Over the last several years, the popularity of live or living Christmas trees has been on the rise. But many of these trees don’t survive the holiday season. Knowing how to choose, plant, and care for a live Christmas tree will make for a happier holiday, and a valuable addition to your landscape.
When purchasing your live tree, be sure to pick a variety that will grow well in your area. Consider the mature height and width of the tree and know where you will plant it in your landscape.
The most common tree species used for living Christmas trees include Spruce, Pines and Firs, although many garden centers market any cone-shaped tree as an option for Christmas. Although these may not be considered “traditional” choices, they may be the best option for your area.
Before you bring the tree home, make sure you’re buying healthy stock. Many trees sold for Christmas, could be leftovers from earlier seasons, or could be in poor shape.
Check the tree for good color and needle retention, soft flexible branching, and a root system, if you can see it, that isn’t “bound” by its container. The root area should be moist, and not overly dry from lack of water. Also, look you tree over for any signs of disease or pest damage.
Once your tree makes it home, it needs to stay outside, in a protected area, until a few days before Christmas.
Water the tree immediately and make sure the soil is kept moist, but not wet. It also needs to be sheltered from high winds and full sun.
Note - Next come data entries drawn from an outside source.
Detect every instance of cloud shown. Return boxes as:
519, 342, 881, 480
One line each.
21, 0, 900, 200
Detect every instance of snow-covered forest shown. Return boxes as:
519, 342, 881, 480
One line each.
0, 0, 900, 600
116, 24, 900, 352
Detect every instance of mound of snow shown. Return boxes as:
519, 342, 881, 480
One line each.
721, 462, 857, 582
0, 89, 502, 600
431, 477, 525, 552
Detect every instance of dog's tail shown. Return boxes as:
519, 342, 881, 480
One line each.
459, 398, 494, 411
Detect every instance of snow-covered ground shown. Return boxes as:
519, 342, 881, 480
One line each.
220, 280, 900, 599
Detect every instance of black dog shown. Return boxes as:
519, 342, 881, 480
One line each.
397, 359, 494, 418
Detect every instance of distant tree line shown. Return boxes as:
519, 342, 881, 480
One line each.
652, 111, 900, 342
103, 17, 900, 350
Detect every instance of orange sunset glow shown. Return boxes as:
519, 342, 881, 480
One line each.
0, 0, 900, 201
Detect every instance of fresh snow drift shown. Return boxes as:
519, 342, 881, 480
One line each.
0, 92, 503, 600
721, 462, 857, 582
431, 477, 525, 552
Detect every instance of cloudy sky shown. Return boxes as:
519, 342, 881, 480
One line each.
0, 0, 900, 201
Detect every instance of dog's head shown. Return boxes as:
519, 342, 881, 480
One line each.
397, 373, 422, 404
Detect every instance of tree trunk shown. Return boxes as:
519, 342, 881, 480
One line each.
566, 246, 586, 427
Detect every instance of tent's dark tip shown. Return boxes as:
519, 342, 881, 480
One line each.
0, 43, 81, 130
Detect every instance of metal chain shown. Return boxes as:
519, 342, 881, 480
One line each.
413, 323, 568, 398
The objective for this time is to acclimate your tree to warmer temperatures over a period of three to four days. Moving the tree onto a covered porch or garage during the interim is a good transitional place.
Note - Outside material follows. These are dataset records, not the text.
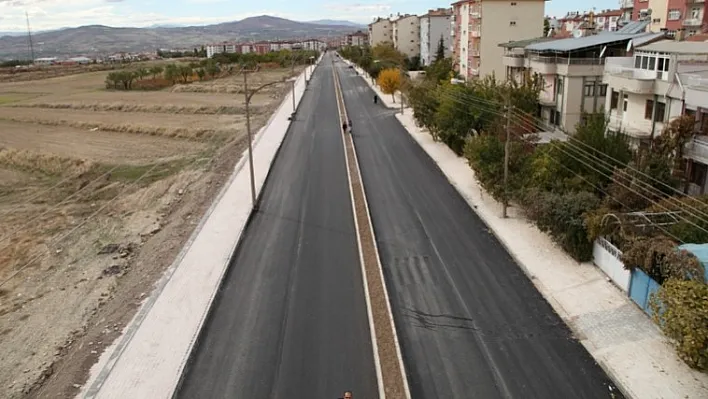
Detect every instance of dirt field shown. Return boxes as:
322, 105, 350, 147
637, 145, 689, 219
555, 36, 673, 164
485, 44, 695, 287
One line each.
0, 65, 299, 398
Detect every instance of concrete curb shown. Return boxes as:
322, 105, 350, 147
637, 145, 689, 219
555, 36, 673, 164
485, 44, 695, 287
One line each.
79, 58, 321, 398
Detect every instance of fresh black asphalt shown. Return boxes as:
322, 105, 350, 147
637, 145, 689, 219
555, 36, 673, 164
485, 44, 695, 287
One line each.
338, 63, 620, 399
175, 56, 378, 399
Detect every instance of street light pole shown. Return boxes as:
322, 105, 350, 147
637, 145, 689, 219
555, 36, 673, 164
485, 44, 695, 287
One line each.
502, 100, 513, 218
242, 69, 295, 210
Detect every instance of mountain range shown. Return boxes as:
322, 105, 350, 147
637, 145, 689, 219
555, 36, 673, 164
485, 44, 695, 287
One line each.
0, 15, 363, 60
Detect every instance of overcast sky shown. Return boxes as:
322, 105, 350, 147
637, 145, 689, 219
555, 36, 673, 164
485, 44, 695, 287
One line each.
0, 0, 619, 32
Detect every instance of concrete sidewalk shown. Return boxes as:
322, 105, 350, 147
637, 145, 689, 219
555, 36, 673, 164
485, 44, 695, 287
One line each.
389, 112, 708, 399
79, 58, 321, 398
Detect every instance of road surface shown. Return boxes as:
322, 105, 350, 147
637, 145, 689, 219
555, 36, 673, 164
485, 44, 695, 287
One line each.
338, 62, 614, 399
176, 56, 378, 399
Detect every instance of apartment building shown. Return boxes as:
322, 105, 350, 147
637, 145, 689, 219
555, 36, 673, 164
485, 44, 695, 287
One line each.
594, 9, 622, 32
499, 21, 663, 133
369, 18, 393, 47
451, 0, 545, 79
204, 42, 240, 58
420, 8, 452, 66
604, 40, 708, 195
340, 30, 369, 47
391, 14, 420, 58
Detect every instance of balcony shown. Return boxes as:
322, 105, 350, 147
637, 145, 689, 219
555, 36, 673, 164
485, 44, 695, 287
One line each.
602, 65, 657, 94
682, 18, 703, 26
607, 111, 652, 139
684, 136, 708, 164
502, 54, 526, 68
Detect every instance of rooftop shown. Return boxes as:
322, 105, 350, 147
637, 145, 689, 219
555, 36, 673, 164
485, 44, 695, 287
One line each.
637, 40, 708, 54
526, 28, 664, 53
498, 36, 559, 49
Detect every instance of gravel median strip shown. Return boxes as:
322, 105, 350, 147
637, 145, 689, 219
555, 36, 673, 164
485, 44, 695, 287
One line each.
333, 60, 410, 399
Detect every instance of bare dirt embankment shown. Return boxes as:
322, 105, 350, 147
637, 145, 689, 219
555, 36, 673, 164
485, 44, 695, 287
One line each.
0, 65, 302, 399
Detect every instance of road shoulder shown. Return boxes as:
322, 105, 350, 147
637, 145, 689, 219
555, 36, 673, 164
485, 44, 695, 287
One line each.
396, 109, 708, 399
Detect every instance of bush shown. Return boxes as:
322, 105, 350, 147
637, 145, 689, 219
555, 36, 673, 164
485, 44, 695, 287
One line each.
649, 279, 708, 371
523, 189, 600, 262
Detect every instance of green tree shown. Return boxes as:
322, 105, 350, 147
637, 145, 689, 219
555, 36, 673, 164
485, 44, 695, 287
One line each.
543, 18, 551, 36
649, 279, 708, 371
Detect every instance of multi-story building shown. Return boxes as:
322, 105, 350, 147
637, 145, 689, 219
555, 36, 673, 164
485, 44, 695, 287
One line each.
369, 18, 393, 47
205, 42, 239, 58
391, 14, 420, 58
420, 8, 452, 66
594, 10, 622, 32
604, 40, 708, 195
500, 21, 663, 133
452, 0, 545, 79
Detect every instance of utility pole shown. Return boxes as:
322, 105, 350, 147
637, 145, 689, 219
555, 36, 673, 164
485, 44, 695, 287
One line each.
25, 11, 34, 64
502, 100, 513, 218
243, 70, 257, 209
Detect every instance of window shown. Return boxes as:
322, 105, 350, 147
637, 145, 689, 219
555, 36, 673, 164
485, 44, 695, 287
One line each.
605, 90, 619, 109
644, 100, 654, 120
584, 83, 595, 97
654, 103, 666, 122
598, 85, 607, 97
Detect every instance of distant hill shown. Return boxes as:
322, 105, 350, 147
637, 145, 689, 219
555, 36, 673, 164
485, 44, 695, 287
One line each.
307, 19, 366, 29
0, 15, 354, 59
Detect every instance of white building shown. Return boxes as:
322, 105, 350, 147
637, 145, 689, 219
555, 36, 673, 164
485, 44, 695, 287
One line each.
420, 8, 452, 66
391, 14, 420, 58
499, 21, 662, 133
369, 18, 393, 47
452, 0, 545, 79
205, 42, 238, 58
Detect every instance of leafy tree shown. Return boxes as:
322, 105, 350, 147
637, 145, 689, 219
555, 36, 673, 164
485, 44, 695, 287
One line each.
178, 65, 194, 83
204, 59, 221, 79
649, 279, 708, 371
622, 235, 705, 284
165, 64, 179, 84
523, 189, 600, 262
150, 65, 164, 80
377, 68, 402, 102
543, 18, 551, 36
Many people choose to spray their live tree with an anti-desiccant or anti-wilt product. These products will help retain valuable moisture in the tree, and reduce needle loss, once the tree is moved indoors. If you choose this option, do so before the tree is moved inside, and while it is acclimating to the warmer temperatures. These products are sold under several names, including Wilt Pruf and Cloud Cover.
Avoid the temptation to bring your tree indoors too early. In fact, the less time indoors the better.
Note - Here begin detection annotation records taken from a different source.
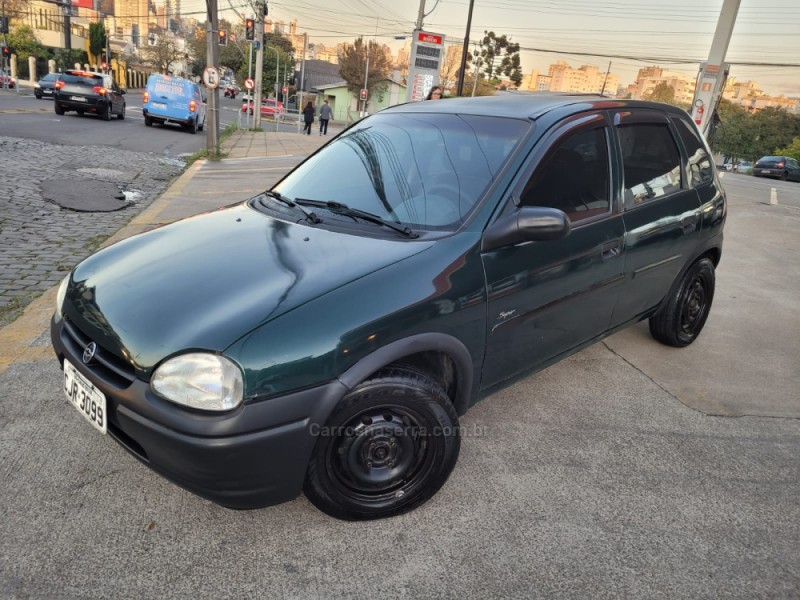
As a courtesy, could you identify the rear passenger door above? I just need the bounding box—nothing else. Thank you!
[611,108,713,327]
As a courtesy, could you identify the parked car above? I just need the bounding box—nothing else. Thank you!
[53,71,125,121]
[51,95,727,519]
[753,156,800,181]
[0,72,17,90]
[142,74,206,133]
[33,73,60,100]
[242,97,284,117]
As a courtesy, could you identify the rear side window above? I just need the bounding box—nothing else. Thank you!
[617,123,681,208]
[674,119,714,187]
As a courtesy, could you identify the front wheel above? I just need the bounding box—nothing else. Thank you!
[650,258,715,348]
[303,367,461,520]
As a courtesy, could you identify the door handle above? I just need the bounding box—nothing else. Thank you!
[600,240,620,260]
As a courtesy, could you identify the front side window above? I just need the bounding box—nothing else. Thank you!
[275,113,532,231]
[674,119,714,187]
[617,123,681,208]
[520,127,611,223]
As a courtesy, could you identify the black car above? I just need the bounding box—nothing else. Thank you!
[33,73,61,100]
[53,71,125,121]
[753,156,800,181]
[51,94,726,519]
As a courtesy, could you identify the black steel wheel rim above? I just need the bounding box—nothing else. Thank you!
[328,405,435,501]
[680,277,708,336]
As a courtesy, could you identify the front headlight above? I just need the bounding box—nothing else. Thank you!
[56,275,69,319]
[150,352,244,411]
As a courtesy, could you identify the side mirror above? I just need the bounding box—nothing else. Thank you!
[481,206,571,252]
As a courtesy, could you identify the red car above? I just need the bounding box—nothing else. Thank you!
[242,99,283,117]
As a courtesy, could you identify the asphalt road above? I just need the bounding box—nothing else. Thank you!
[0,88,297,156]
[0,143,800,600]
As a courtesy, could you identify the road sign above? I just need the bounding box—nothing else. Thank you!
[203,67,219,90]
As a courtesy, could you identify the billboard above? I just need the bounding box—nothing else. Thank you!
[406,29,444,102]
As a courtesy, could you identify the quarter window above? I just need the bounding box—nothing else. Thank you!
[673,119,714,187]
[520,127,611,222]
[617,123,681,208]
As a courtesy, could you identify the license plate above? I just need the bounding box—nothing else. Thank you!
[64,359,106,435]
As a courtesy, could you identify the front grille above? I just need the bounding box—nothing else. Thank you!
[61,319,136,390]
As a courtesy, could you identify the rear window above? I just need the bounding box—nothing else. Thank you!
[61,73,103,85]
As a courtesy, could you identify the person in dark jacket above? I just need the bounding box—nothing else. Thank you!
[303,100,314,135]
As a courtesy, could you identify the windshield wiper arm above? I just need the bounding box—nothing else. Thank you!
[295,198,419,239]
[264,190,322,223]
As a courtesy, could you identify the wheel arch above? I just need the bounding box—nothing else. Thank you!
[339,333,473,415]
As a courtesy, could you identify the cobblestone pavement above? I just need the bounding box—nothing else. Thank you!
[0,136,185,327]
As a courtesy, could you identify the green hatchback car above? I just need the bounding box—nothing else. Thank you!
[51,94,726,519]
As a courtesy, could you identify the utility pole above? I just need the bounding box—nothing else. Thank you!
[252,2,267,129]
[206,0,219,156]
[456,0,475,96]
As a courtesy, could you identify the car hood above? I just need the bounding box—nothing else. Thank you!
[64,205,431,374]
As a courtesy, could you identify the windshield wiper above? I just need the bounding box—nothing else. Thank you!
[264,190,322,224]
[295,198,419,239]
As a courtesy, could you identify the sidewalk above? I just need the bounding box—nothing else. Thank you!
[0,131,330,373]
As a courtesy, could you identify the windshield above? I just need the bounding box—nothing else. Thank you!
[275,113,531,230]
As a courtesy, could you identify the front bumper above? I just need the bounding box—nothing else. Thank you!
[50,318,347,509]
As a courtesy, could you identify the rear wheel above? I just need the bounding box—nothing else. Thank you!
[650,258,715,348]
[303,367,461,520]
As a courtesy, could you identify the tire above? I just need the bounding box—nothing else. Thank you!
[303,367,461,521]
[650,258,715,348]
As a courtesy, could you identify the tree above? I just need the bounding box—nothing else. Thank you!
[474,31,522,86]
[775,137,800,160]
[140,34,184,75]
[645,81,675,104]
[89,23,106,58]
[339,38,392,99]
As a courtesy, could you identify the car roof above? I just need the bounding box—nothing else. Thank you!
[381,92,687,119]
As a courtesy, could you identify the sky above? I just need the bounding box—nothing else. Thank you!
[181,0,800,97]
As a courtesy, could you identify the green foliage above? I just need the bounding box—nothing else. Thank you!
[775,137,800,160]
[467,31,522,86]
[89,23,106,58]
[646,81,675,104]
[339,38,392,99]
[711,100,800,161]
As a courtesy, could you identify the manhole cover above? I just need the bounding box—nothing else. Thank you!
[42,179,128,212]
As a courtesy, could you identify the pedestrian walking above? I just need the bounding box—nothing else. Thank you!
[303,100,314,135]
[425,85,443,100]
[319,100,333,135]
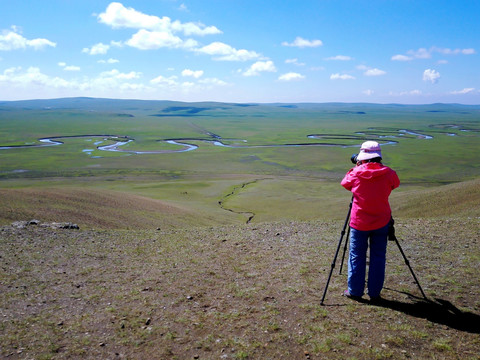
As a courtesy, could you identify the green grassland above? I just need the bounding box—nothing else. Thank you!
[0,98,480,223]
[0,98,480,360]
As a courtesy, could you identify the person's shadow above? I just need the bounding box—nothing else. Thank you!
[373,293,480,334]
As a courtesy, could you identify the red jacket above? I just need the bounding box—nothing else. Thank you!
[341,162,400,231]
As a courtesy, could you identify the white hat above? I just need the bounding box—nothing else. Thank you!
[357,141,382,161]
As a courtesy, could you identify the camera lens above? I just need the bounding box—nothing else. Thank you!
[350,154,358,164]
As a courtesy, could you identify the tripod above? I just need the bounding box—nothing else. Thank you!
[320,197,427,305]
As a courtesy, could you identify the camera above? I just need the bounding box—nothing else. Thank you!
[350,154,358,165]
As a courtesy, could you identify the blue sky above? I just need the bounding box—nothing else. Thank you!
[0,0,480,104]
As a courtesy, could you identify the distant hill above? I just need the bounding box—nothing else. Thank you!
[0,187,220,229]
[0,97,480,112]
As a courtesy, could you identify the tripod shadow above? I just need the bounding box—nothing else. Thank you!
[375,293,480,334]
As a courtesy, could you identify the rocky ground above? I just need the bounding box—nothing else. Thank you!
[0,218,480,359]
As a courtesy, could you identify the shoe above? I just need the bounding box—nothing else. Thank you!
[343,290,362,300]
[370,295,383,305]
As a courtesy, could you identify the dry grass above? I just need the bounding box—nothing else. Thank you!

One or two days before Christmas is best, but no more than a week! Your home is an inhospitable environment for a living tree. Climate controlled homes are warm and dry. Don’t place your tree near heat vents, radiators, stoves, or anywhere else where heat can dry out your tree, and stimulate new growth. Be sure to keep an eye on the soil and keep it moist. If the root ball is wrapped in burlap, place it in a large tub, and add mulch up to the top of the burlap to help retain moisture.
After Christmas, move your tree back outdoors as soon as possible. However, don’t immediately plant it. The tree will need to readjust to the outdoors in a protected area for several days. Again, avoid direct sun, high winds, and warm areas when storing your tree. Be sure to maintain soil moisture. In a week or 10 days, move your tree into the planting hole in your landscape.
A good idea is to have already prepared the planting site. This is especially important in areas of the country where the ground may already be frozen. Plant this tree as you would any other, following sound planting practices. The hole should be at least twice as wide as the root ball, but no deeper.
Planting your tree slightly higher than the surrounding soil will help with drainage. It is not advisable to amend your planting hole with organic matter. Rather, backfill with the original soil.
Finally, be sure to water and mulch your tree to retain moisture. Continue to monitor soil moisture. Winter conditions can be very dry, and your plants and trees need water now as well, especially newly planted ones. The proper care and planning, before and after the holidays, will help ensure your tree survives for years to come.